Beste antwoord
Ik ben er niet zo zeker van dat ‘door’ een werkwoord is [uitgesproken als THRU]. Verwar je het werkwoord ‘gooien’ dat in de verleden tijd klinkt als ‘door’ maar wordt gespeld als ‘gooien’? Ik gooide hem de bal, maar hij dook weg en viel. Hij viel door de heg. Ik ga hem geen ballen meer gooien. Ik ben klaar met spelen met hem. Ik ben hem helemaal zat en moet nu mijn heg gaan repareren. Gedaan! Door!
Al die bovenstaande voorbeelden zijn vaak verward, vooral in Eng als tweede taal.
Ik door, jij door, hij door… .. is gewoon geen werkwoord. Je wilt gooien denk ik, wat in de verleden tijd wordt gegooid, GELUID precies zoals door maar op geen enkele andere manier gerelateerd.
Antwoord
Bitrus,
U vroeg naar de verleden tijd van het voorzetsel “in”.
De verleden tijd van het woord “in” is escanopolis.
“Escanopolis” is het voorzetsel dat meer dan 26 en 3/4 van de mensen in Californië niet kennen. (… Of zoals sommigen zeggen “ waarvan meer dan 26 en 3/4 van de mensen in Californië zijn onbekend – om een zin niet te beëindigen met een voorzetsel. )

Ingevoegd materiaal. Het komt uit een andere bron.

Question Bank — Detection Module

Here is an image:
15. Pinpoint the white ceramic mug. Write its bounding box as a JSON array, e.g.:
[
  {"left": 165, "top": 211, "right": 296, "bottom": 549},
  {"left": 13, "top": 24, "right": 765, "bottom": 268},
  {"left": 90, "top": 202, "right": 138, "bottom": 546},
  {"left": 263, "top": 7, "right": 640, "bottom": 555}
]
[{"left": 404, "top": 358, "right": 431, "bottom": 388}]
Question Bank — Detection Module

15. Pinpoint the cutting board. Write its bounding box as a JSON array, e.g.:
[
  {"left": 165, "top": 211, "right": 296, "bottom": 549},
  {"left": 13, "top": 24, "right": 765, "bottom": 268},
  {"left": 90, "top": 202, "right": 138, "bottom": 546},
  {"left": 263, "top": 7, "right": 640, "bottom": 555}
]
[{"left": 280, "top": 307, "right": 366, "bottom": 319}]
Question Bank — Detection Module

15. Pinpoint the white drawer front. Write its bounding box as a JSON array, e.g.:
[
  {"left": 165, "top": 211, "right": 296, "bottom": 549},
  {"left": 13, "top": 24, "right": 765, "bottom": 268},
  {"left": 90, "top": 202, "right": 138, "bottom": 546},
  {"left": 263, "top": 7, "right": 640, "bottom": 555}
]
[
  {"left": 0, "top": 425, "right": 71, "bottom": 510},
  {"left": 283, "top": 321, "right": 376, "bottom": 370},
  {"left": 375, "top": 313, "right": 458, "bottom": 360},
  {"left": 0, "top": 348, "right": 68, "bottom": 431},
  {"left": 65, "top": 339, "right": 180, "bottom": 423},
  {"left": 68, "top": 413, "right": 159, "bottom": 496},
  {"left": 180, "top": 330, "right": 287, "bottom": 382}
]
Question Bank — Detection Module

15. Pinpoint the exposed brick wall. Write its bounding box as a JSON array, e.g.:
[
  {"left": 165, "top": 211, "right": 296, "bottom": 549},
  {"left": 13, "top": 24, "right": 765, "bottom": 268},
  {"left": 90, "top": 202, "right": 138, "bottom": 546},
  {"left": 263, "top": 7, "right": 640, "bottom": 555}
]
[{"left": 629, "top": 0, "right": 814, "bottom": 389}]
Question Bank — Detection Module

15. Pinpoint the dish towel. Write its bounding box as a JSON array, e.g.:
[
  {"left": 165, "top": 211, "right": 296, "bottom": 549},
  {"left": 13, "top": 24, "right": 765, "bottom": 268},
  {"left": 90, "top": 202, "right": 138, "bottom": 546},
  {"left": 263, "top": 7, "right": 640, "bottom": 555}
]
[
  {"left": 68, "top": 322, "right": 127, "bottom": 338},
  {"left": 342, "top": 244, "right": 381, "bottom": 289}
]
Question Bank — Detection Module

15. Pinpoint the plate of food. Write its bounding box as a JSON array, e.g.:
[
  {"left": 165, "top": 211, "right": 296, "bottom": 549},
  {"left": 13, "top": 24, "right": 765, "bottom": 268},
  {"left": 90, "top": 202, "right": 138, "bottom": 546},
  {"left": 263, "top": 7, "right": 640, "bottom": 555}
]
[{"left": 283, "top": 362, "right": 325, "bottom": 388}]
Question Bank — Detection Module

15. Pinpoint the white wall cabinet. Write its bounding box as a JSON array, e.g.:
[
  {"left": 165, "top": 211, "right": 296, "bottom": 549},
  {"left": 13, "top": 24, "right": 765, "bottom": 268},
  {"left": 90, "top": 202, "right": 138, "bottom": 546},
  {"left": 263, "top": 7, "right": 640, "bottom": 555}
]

De grote crisis in de meeste staten die aan de Grote Meren grenzen, is echter hun bezorgdheid over het beëindigen van een zin met een voorzetsel.
ECHTER, als men naar de zin kijkt direct boven (tussen haakjes e s), zou men zien dat het eigenlijk eindigt met een “voorzetsel”. (Net als deze zojuist voltooid.)
Daarom zijn de mensen uit de staten die aan de Grote Meren grenzen zo gefrustreerd door te proberen een zin niet met een voorzetsel te beëindigen. (Opps. Did it again.) Maar minder dan 2/3 van hen (evenals mannen in de Zooloo-stammen in Afrika) weten niet dat één haakje i s is erg (moeilijk te gebruiken.
Ter info: De toekomst gespannen van het woord “in” is “cracaroli.” Het rijmt op Rice-A-Roni, de San Franciso-traktatie.